Une autre était grande, blonde et intelligente, mais j'ai oublié son nom. On m'a toujours dit que je l'adorais plus que tout. Et il y avait Lydia, qui était faible, aussi. Je n'aimais pas cette femme, elle me faisait pitié. Je déteste ce sentiment. Elle pleurait souvent et je me suis toujours dit qu'un adulte consolé par des enfants c'était pathétique. Lydia était fragile et elle portait des lunettes, ce qui donnait l'illusion que derrière, son visage aurait pu être beau.

Avant l'enfance avait un goût de confiance et de lait, et j'étais mieux comme ça, mais je suis revenue et mes souvenirs ont pris une autre couleur.

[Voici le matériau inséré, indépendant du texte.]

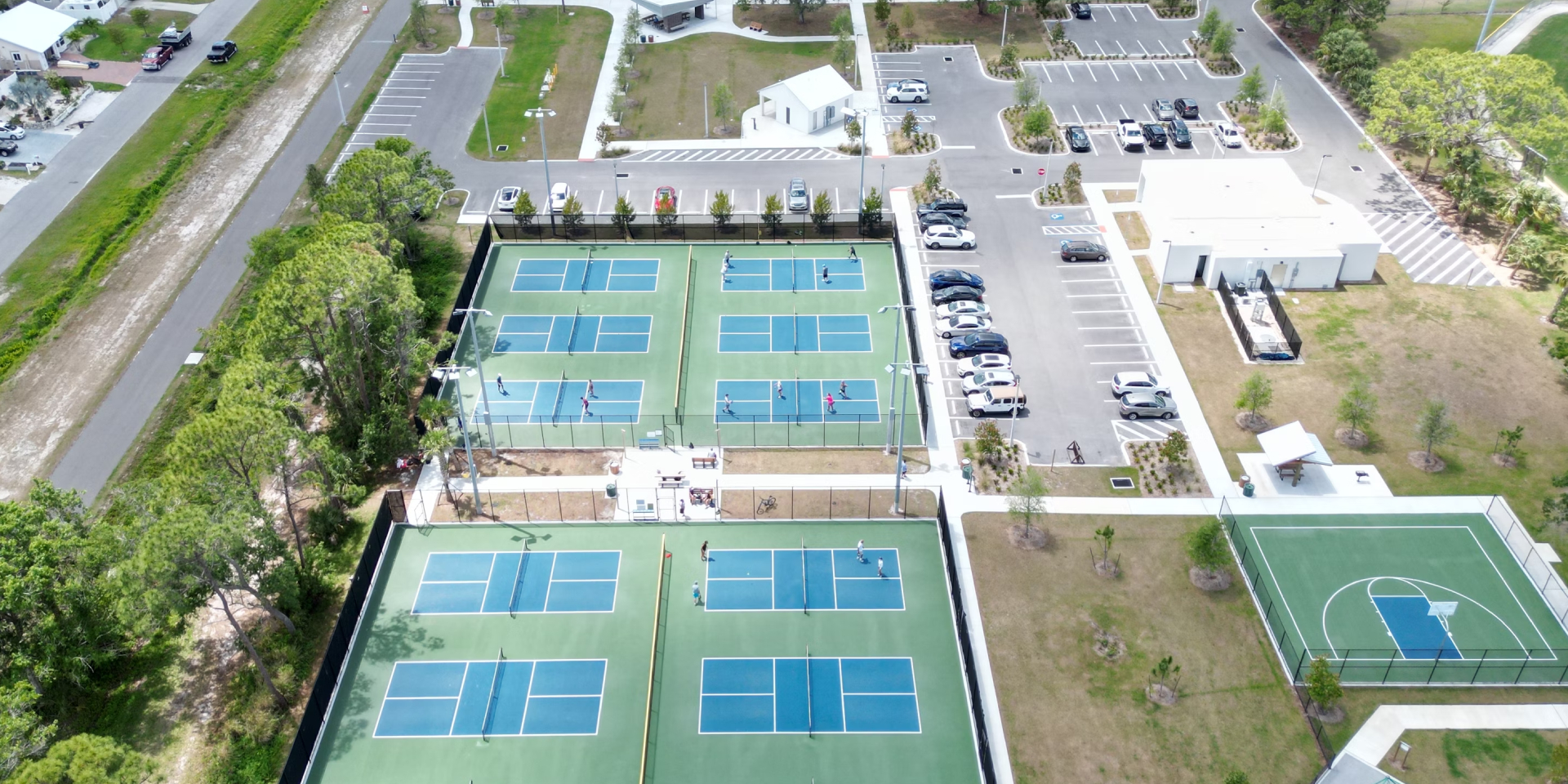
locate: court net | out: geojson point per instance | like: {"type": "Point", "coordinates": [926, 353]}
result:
{"type": "Point", "coordinates": [490, 703]}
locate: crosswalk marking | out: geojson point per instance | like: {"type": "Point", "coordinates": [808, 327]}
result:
{"type": "Point", "coordinates": [750, 154]}
{"type": "Point", "coordinates": [1428, 250]}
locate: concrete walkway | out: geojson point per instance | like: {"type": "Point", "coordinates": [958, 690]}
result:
{"type": "Point", "coordinates": [162, 5]}
{"type": "Point", "coordinates": [1512, 32]}
{"type": "Point", "coordinates": [1388, 724]}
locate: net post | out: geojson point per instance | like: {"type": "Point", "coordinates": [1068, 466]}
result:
{"type": "Point", "coordinates": [653, 659]}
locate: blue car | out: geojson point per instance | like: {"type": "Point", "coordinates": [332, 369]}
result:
{"type": "Point", "coordinates": [949, 278]}
{"type": "Point", "coordinates": [978, 344]}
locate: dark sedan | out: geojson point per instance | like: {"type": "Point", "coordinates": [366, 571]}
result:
{"type": "Point", "coordinates": [1078, 138]}
{"type": "Point", "coordinates": [978, 344]}
{"type": "Point", "coordinates": [951, 278]}
{"type": "Point", "coordinates": [957, 294]}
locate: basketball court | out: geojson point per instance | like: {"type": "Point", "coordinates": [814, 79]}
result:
{"type": "Point", "coordinates": [1401, 598]}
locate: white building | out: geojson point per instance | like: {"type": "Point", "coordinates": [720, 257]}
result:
{"type": "Point", "coordinates": [809, 102]}
{"type": "Point", "coordinates": [1244, 218]}
{"type": "Point", "coordinates": [99, 10]}
{"type": "Point", "coordinates": [32, 37]}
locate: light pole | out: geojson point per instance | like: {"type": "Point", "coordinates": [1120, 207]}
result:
{"type": "Point", "coordinates": [474, 336]}
{"type": "Point", "coordinates": [910, 369]}
{"type": "Point", "coordinates": [1159, 281]}
{"type": "Point", "coordinates": [453, 372]}
{"type": "Point", "coordinates": [893, 368]}
{"type": "Point", "coordinates": [1319, 173]}
{"type": "Point", "coordinates": [545, 153]}
{"type": "Point", "coordinates": [339, 90]}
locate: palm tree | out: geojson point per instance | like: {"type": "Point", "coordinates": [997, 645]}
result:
{"type": "Point", "coordinates": [1529, 204]}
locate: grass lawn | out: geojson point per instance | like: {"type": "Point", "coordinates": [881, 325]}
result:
{"type": "Point", "coordinates": [137, 42]}
{"type": "Point", "coordinates": [668, 93]}
{"type": "Point", "coordinates": [782, 20]}
{"type": "Point", "coordinates": [1549, 42]}
{"type": "Point", "coordinates": [1401, 35]}
{"type": "Point", "coordinates": [1508, 756]}
{"type": "Point", "coordinates": [1474, 349]}
{"type": "Point", "coordinates": [1075, 717]}
{"type": "Point", "coordinates": [960, 20]}
{"type": "Point", "coordinates": [572, 42]}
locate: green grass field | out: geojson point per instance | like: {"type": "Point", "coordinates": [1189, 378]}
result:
{"type": "Point", "coordinates": [942, 750]}
{"type": "Point", "coordinates": [679, 366]}
{"type": "Point", "coordinates": [1360, 590]}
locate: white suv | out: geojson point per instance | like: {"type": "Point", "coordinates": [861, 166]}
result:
{"type": "Point", "coordinates": [906, 91]}
{"type": "Point", "coordinates": [996, 400]}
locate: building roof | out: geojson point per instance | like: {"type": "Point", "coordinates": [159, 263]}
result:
{"type": "Point", "coordinates": [816, 88]}
{"type": "Point", "coordinates": [1293, 443]}
{"type": "Point", "coordinates": [1247, 206]}
{"type": "Point", "coordinates": [33, 27]}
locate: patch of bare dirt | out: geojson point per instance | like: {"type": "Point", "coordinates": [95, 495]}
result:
{"type": "Point", "coordinates": [60, 386]}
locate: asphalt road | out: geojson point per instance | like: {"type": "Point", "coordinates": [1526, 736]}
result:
{"type": "Point", "coordinates": [1032, 294]}
{"type": "Point", "coordinates": [114, 429]}
{"type": "Point", "coordinates": [25, 216]}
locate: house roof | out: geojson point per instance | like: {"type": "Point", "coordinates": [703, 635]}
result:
{"type": "Point", "coordinates": [816, 88]}
{"type": "Point", "coordinates": [1293, 443]}
{"type": "Point", "coordinates": [33, 27]}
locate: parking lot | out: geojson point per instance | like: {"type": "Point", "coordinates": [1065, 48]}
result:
{"type": "Point", "coordinates": [1129, 30]}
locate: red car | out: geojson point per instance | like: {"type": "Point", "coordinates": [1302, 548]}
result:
{"type": "Point", "coordinates": [157, 57]}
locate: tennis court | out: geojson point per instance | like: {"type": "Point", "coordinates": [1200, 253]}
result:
{"type": "Point", "coordinates": [809, 695]}
{"type": "Point", "coordinates": [651, 687]}
{"type": "Point", "coordinates": [804, 579]}
{"type": "Point", "coordinates": [794, 274]}
{"type": "Point", "coordinates": [794, 333]}
{"type": "Point", "coordinates": [555, 402]}
{"type": "Point", "coordinates": [587, 274]}
{"type": "Point", "coordinates": [1399, 598]}
{"type": "Point", "coordinates": [610, 334]}
{"type": "Point", "coordinates": [666, 325]}
{"type": "Point", "coordinates": [795, 400]}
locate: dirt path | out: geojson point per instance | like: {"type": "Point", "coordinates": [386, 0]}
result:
{"type": "Point", "coordinates": [63, 381]}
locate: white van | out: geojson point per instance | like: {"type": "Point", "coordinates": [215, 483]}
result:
{"type": "Point", "coordinates": [906, 91]}
{"type": "Point", "coordinates": [996, 400]}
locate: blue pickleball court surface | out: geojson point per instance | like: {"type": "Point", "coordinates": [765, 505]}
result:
{"type": "Point", "coordinates": [782, 581]}
{"type": "Point", "coordinates": [804, 400]}
{"type": "Point", "coordinates": [794, 274]}
{"type": "Point", "coordinates": [518, 582]}
{"type": "Point", "coordinates": [549, 402]}
{"type": "Point", "coordinates": [808, 695]}
{"type": "Point", "coordinates": [581, 334]}
{"type": "Point", "coordinates": [587, 274]}
{"type": "Point", "coordinates": [1416, 634]}
{"type": "Point", "coordinates": [794, 333]}
{"type": "Point", "coordinates": [472, 698]}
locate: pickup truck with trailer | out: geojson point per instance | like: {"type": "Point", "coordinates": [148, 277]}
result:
{"type": "Point", "coordinates": [175, 37]}
{"type": "Point", "coordinates": [1129, 136]}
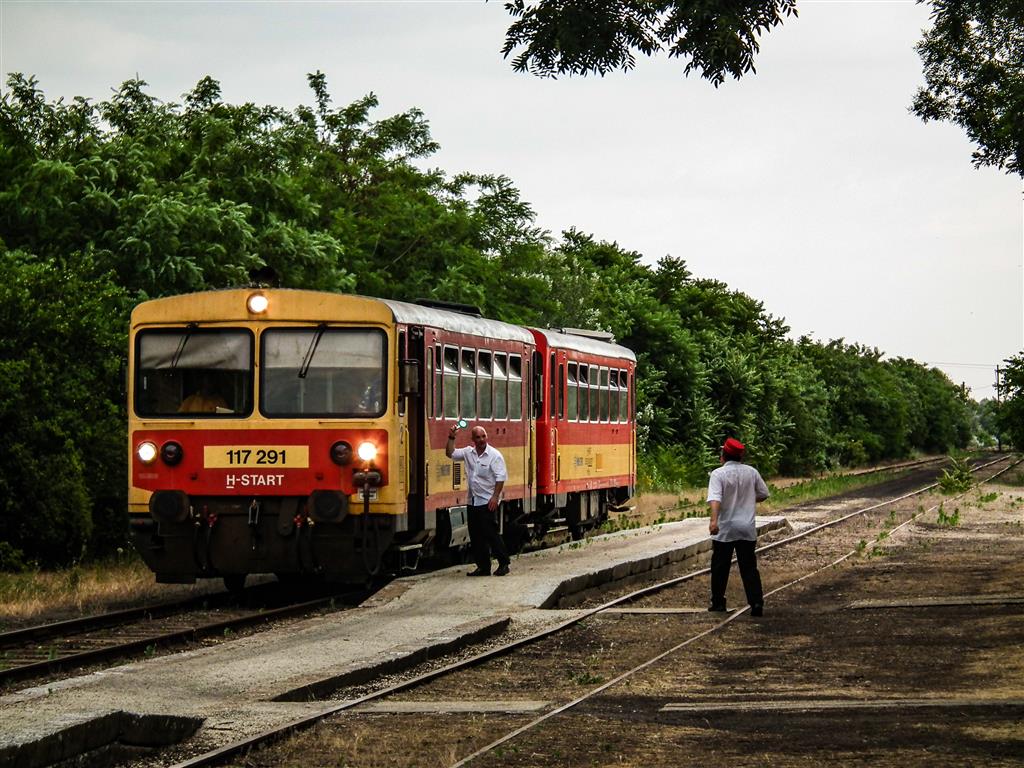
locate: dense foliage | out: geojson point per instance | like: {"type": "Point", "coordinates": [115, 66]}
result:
{"type": "Point", "coordinates": [1010, 413]}
{"type": "Point", "coordinates": [103, 205]}
{"type": "Point", "coordinates": [578, 37]}
{"type": "Point", "coordinates": [974, 72]}
{"type": "Point", "coordinates": [973, 55]}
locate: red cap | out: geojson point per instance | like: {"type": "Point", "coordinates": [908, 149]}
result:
{"type": "Point", "coordinates": [733, 448]}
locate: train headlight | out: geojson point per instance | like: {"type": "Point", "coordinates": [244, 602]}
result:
{"type": "Point", "coordinates": [368, 451]}
{"type": "Point", "coordinates": [257, 303]}
{"type": "Point", "coordinates": [341, 453]}
{"type": "Point", "coordinates": [172, 453]}
{"type": "Point", "coordinates": [146, 452]}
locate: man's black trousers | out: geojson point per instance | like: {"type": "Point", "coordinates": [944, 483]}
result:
{"type": "Point", "coordinates": [484, 538]}
{"type": "Point", "coordinates": [721, 559]}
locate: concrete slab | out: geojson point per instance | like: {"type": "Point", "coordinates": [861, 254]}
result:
{"type": "Point", "coordinates": [452, 708]}
{"type": "Point", "coordinates": [248, 685]}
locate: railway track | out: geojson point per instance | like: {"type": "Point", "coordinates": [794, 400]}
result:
{"type": "Point", "coordinates": [41, 650]}
{"type": "Point", "coordinates": [225, 754]}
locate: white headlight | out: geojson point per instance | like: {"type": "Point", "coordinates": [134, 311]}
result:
{"type": "Point", "coordinates": [368, 451]}
{"type": "Point", "coordinates": [146, 452]}
{"type": "Point", "coordinates": [257, 303]}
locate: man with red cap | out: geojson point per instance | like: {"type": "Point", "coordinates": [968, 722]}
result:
{"type": "Point", "coordinates": [733, 491]}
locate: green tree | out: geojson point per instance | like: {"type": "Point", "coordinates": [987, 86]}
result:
{"type": "Point", "coordinates": [974, 72]}
{"type": "Point", "coordinates": [580, 37]}
{"type": "Point", "coordinates": [1011, 411]}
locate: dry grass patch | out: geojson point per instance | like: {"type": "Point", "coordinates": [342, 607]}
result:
{"type": "Point", "coordinates": [39, 596]}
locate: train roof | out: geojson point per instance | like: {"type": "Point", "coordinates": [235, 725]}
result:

Après tout ça tout a pris une odeur de plastique. Y'a des parties de ton enfance dont t'as pas le droit de te plaindre mais qui n'en sont pas moins âcres, et tu ne te rends pas compte quand tu le vis jusqu'au jour où tu fais le point et tu sens que quelque chose s'est mal passé pour toi. J'ai souvent changé d'école mais pas de quartier. A cette époque-là on vivait dans le IXe, rue de Bruxelles. Et j'ai fait trois écoles en partant par le bas, à St-Lazare. La première dont je me souviens est le cours ATMER. C'était apparemment la seule époque où mes résultats scolaires furent à la hauteur de qu'on attendait de moi, et on m'en a longtemps parlé, mais sans pouvoir me remettre à ma place d'écolière parfaite dix sur dix et tableau d'honneur en prime. J'étais si petite que je me souviens à peine de cette époque, j'avais quatre ans comme en Normandie et je m'endormais en cours, du coup je faisais n'importe quoi et j'étais toujours à côté de la plaque. J'avais un très joli manteau vert et je l'ai perdu, maman était furieuse, mais moi fallait pas me parler à cette époque, je vivais dans un autre monde, un monde très silencieux où les paroles entraient par une oreille et sortaient par l'autre comme ça après c'était vide.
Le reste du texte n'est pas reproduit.